A produtividade dos magistrados e servidores fluminenses também é a maior do país quando se fala da resolução de novos processos que chegam aos tribunais. A média é 3,6 mil por juiz por ano, mais que o dobro da média nacional, que é de 1,6 mil. E se for computada a carga de trabalho dos juízes do Rio – o que soma casos novos, casos pendentes, recursos internos e incidentes em execução -, o resultado chega a mais de 22 mil casos. A alta posição no pódio em quesitos como produtividade tem como uma das causas a filosofia apresentada por boa parte dos juízes para que sejam proferidas mil, duas mil, três mil sentenças por mês: método e organização.
“Antes, um juiz precisava ser um profundo conhecedor do Direito. Hoje, sabemos que ele já reúne qualidades por ter passado numa prova tão difícil. Agora, o juiz precisa ter conhecimentos em Sociologia, Economia, Administração Pública e, principalmente, gestão de pessoas”, explica um dos juízes mais produtivos do Tribunal, que proferiu 33 mil sentenças em dois anos à frente de um juizado especial cível.
A gestão de pessoas consiste em tornar cartório e gabinete eficientes. Afinal, o número de processos só aumenta e, quanto mais processos, mais trabalho. A eficácia no andamento da rotina cartorária ajuda a lidar com demandas que desafiam o bom senso: “Já houve casos de pedidos de dano moral porque uma vizinha discutiu com a outra durante 16 segundos no elevador”, conta o magistrado. Em outro caso pitoresco, o magistrado relata que uma mãe pediu danos morais de mais de 40 salários-mínimos porque comprou uma boneca para a filha, mas o brinquedo veio sem a seringa que acompanha o produto. Mesmo com a iniciativa do fabricante, antes do processo, de entregar uma nova boneca com tudo corretamente, a mãe achou que uma indenização valia mais do que o problema resolvido.

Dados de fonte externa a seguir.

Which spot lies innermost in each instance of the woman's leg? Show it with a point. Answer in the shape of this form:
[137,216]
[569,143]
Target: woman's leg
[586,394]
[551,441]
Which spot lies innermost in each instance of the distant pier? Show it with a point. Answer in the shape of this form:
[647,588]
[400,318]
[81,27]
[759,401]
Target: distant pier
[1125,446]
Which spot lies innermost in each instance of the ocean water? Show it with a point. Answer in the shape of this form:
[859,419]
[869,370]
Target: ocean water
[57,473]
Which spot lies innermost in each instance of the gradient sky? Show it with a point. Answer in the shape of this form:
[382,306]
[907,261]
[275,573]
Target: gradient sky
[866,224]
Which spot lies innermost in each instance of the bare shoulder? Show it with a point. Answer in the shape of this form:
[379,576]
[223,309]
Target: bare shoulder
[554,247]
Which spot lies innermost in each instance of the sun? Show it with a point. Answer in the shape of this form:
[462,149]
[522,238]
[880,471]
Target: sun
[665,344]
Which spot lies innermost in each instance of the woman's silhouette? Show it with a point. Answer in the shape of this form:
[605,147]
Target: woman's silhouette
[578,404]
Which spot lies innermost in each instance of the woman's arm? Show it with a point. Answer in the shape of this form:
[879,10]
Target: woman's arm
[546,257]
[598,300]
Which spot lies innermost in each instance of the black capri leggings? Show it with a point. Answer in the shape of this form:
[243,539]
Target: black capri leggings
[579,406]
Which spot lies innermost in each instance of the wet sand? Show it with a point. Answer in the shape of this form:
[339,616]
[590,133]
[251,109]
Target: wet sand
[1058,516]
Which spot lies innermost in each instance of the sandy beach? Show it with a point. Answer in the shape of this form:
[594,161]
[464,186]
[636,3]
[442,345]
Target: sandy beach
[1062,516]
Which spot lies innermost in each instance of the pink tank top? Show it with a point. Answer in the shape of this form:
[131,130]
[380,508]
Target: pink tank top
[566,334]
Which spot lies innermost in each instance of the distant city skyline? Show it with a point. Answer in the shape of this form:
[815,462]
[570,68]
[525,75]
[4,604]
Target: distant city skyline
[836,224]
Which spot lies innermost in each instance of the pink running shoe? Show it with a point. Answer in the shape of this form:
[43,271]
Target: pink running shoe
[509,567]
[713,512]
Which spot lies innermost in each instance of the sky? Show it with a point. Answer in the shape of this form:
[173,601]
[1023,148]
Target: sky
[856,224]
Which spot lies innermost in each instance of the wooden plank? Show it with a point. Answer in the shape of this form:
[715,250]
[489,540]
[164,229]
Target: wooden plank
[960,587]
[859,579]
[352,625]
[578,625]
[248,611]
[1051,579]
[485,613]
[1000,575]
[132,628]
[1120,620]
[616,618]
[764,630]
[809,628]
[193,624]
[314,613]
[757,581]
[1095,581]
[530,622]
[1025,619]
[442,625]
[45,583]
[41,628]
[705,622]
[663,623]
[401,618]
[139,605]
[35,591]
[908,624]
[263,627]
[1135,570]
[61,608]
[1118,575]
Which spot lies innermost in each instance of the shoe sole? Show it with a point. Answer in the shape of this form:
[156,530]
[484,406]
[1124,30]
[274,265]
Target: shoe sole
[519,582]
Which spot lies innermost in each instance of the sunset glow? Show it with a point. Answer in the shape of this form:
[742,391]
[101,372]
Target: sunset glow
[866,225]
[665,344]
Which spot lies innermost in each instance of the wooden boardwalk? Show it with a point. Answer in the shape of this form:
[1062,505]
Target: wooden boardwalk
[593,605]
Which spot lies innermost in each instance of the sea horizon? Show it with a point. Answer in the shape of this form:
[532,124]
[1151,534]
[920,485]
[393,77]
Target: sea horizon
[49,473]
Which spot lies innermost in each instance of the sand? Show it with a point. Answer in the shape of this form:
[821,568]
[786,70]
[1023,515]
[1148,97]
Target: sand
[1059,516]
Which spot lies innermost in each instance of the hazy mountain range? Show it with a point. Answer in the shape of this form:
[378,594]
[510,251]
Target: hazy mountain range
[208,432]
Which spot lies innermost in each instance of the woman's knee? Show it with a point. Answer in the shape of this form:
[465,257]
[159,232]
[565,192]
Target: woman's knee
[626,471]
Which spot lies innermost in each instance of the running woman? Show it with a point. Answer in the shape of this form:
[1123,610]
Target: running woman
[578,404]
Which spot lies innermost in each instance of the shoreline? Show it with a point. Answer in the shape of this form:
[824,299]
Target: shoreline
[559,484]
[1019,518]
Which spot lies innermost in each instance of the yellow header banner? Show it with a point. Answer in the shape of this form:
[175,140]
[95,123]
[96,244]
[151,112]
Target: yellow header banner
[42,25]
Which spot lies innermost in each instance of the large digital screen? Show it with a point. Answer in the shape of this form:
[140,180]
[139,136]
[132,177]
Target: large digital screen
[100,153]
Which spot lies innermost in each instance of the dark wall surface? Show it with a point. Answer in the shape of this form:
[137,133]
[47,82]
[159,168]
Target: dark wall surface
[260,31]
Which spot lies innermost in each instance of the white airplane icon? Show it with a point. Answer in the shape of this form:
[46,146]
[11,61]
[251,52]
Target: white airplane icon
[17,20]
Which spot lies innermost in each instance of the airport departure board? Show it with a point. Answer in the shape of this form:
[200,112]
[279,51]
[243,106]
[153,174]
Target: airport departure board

Histórias curiosas à parte, o consenso é de que as mudanças para tornar o Judiciário mais célere na prestação de serviços devem começar da base, ou seja, pelo juiz. É ele, ao lado de servidores e funcionários, a mola mestra do atendimento ao cidadão. É na ponta da linha do Judiciário que mora a inovação. E a inovação deve nascer na rotina do magistrado, porque ela não é apenas eficaz, é redentora para as mudanças.